When Chrysler rolled out the first-generation 200 to replace the Sebring in 2010, it included replacements for both the sedan and the convertible. The Sebring Coupe, however, was left out of the mix. Now that the second-generation Chrysler 200 is descending upon us, Auburn Hills is paring things down even further, but this time, it’s the convertible that reportedly isn’t making the cut.
As our friends at Edmunds point out, sales of the convertible model accounted for less than five percent of overall Chrysler 200 sales, and at those numbers, the considerable cost of engineering a new drop-top couldn’t be justified. With the Toyota Camry Solara and Volkswagen Eos also gone from the market (well, the VW isn’t gone quite yet), the discontinuation of the Chrysler 200 Convertible leaves the affordable convertible segment largely to the sportier likes of the Ford Mustang and Chevy Camaro and smaller European offerings like the Mini Cooper and VW Beetle.
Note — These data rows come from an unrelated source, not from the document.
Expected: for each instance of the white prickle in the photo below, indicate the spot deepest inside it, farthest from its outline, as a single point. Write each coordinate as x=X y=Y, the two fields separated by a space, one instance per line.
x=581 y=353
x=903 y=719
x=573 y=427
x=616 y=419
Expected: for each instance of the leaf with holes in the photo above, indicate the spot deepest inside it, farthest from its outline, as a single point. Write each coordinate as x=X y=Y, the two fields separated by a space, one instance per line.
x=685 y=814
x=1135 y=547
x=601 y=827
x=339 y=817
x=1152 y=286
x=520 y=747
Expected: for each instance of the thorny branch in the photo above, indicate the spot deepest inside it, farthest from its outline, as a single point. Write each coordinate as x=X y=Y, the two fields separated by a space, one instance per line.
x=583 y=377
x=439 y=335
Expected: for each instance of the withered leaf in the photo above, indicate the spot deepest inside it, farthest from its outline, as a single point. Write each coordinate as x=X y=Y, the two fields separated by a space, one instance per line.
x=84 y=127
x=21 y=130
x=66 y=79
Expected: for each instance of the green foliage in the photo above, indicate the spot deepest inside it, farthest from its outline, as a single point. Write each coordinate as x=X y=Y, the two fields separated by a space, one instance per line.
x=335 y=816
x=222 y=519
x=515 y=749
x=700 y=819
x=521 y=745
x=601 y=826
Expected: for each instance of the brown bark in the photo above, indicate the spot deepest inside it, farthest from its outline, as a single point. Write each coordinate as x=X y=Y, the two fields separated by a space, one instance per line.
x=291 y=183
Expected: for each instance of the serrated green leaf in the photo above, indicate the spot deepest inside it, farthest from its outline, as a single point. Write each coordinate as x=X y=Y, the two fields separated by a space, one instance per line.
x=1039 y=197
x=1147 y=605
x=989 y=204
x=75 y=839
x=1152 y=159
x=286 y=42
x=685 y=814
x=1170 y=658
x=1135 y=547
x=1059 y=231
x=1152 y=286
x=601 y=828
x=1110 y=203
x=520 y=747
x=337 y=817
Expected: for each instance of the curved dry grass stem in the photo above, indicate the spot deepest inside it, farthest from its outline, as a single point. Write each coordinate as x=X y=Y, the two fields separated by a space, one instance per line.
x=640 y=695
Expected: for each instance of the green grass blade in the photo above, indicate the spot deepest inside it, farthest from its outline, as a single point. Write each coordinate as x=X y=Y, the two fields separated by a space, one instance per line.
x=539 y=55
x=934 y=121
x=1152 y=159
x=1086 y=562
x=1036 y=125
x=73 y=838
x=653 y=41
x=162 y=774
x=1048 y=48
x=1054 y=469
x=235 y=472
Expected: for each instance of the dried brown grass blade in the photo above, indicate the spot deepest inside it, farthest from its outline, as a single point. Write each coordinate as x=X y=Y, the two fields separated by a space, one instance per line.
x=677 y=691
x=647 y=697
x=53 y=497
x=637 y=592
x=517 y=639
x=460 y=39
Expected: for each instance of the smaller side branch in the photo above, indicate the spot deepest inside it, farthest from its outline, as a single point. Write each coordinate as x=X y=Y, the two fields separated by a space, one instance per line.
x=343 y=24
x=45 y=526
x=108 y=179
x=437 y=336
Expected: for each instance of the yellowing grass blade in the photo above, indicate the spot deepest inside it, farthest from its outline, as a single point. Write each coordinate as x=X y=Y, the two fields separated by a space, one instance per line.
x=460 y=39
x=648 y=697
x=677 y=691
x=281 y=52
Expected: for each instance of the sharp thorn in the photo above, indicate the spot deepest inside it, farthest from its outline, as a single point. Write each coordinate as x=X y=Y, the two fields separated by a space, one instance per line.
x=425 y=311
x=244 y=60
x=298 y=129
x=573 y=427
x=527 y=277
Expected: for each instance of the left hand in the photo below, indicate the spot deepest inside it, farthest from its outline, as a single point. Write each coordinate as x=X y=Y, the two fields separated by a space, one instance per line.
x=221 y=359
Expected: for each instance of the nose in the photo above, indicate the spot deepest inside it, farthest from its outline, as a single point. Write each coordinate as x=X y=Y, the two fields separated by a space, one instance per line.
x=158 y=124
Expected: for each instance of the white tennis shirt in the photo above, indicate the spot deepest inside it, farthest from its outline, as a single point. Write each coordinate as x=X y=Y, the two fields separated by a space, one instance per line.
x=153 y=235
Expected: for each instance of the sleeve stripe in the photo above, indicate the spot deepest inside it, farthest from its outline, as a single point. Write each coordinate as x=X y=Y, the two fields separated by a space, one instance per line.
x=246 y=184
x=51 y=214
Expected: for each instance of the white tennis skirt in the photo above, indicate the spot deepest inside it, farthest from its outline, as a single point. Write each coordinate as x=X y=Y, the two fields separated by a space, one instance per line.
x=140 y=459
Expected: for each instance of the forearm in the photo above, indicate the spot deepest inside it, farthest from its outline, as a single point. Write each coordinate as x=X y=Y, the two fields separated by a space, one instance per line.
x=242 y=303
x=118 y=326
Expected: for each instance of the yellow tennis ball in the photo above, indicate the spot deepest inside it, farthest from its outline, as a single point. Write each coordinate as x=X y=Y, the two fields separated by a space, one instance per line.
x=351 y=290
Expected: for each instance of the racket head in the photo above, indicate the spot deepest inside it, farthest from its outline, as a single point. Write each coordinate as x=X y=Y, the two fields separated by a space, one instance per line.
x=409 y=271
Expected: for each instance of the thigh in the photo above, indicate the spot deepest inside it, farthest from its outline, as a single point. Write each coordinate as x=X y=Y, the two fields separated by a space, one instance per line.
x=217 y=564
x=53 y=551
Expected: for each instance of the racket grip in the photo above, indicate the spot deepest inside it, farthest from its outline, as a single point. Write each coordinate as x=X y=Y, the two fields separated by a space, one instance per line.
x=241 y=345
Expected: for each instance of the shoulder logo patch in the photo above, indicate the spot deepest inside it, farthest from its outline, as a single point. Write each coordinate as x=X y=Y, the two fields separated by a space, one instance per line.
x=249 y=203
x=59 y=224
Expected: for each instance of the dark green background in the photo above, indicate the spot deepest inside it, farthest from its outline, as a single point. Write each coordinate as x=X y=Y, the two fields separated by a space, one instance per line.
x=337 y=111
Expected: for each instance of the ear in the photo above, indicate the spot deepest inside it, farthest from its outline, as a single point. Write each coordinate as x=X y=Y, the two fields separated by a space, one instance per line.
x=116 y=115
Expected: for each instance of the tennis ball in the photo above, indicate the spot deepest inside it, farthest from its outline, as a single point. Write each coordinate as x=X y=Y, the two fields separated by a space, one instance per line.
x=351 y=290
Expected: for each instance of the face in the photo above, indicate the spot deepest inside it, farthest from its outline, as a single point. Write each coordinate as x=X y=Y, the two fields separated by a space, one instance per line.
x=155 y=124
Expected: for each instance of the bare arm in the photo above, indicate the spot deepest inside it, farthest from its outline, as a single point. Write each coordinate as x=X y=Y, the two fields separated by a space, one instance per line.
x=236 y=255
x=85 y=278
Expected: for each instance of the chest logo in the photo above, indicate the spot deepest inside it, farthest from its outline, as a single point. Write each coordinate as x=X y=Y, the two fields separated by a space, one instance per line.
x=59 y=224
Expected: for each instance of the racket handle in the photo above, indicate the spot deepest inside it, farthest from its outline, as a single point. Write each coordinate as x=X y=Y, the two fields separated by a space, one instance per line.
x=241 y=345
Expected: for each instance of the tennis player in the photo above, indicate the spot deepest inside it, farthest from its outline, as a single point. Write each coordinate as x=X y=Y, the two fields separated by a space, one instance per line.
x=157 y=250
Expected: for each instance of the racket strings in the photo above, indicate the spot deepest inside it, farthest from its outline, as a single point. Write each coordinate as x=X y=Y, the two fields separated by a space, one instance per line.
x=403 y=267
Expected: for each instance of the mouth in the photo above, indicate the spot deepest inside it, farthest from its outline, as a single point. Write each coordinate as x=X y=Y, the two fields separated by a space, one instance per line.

The Chrysler 200 Convertible isn’t the only derivative being left behind with the new model: so is the Dodge Avenger. That will leave a glaring hole in the Dodge lineup, with nothing to bridge the gap between the compact Dart and the larger Charger. Whether the Dodge brand has any plans to replace the Avenger with another model, not to be based on the 200, remains to be seen.